Гора родила кулинарную книгу

В мире, где ценность книги доведена до абсурда и абсолюта, где книга хороша, в ней есть художественная литературная ценность; в том мире  —  будет ли кто-то готовить на романах Сорокина?

Жизнь на Земле в соответствии с сюжетом нового романа Владимира Сорокина «Манарага» изменилась не сильно (по сравнению с тем, что мы видим вокруг себя сейчас).

Люди носят одежду из живородящих тканей, мир пережил две Исламские революции, государства распались, некоторые превратились в королевства, другие пребывают в состоянии феодальной раздробленности. Вместо смартфонов — умницы или блохи, имплантированные в мозг, вместо фильмов — голограммы. А еще текилу пьют со льдом. То есть, натурально, Новое Средневековье!

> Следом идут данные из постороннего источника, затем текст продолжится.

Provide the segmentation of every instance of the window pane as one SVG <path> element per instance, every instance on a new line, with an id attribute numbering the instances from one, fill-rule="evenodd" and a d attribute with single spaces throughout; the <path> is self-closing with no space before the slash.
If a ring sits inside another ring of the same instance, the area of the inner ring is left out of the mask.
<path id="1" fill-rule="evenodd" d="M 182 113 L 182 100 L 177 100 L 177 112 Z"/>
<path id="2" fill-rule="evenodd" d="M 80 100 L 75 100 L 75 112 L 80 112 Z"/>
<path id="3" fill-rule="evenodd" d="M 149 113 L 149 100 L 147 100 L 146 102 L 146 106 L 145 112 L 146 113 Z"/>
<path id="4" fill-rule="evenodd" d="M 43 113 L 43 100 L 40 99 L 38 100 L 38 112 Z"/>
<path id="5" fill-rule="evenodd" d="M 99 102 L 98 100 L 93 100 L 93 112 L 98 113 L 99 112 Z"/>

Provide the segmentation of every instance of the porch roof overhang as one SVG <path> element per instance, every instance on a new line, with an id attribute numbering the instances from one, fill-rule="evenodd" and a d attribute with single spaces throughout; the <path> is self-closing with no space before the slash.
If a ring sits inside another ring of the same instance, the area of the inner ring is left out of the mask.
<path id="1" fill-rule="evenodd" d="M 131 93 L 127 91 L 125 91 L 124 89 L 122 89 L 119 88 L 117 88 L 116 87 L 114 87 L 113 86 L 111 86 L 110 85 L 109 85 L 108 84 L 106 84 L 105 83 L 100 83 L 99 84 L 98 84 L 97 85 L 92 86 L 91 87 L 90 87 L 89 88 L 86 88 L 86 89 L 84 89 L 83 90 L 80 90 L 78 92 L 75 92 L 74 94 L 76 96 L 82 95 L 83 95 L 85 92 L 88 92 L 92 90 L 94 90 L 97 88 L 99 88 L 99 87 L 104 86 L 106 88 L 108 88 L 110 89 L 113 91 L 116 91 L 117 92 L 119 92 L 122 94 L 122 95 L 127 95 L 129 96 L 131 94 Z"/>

Сюжет номинального бестселлера

Но не в фактуре дело. Весь этот живородящий мех с умницами кочует у Сорокина из книги в книгу уже десять лет. А дело в том, что люди теперь готовят еду на книгах. Книги как источник информации себя изжили, печатать их больше незачем, даже электронные не нужны, потому что любой интеллектуальный труд человеку может надиктовать умная блоха, живущая на варолиевом мосту (том, который у вас в голове).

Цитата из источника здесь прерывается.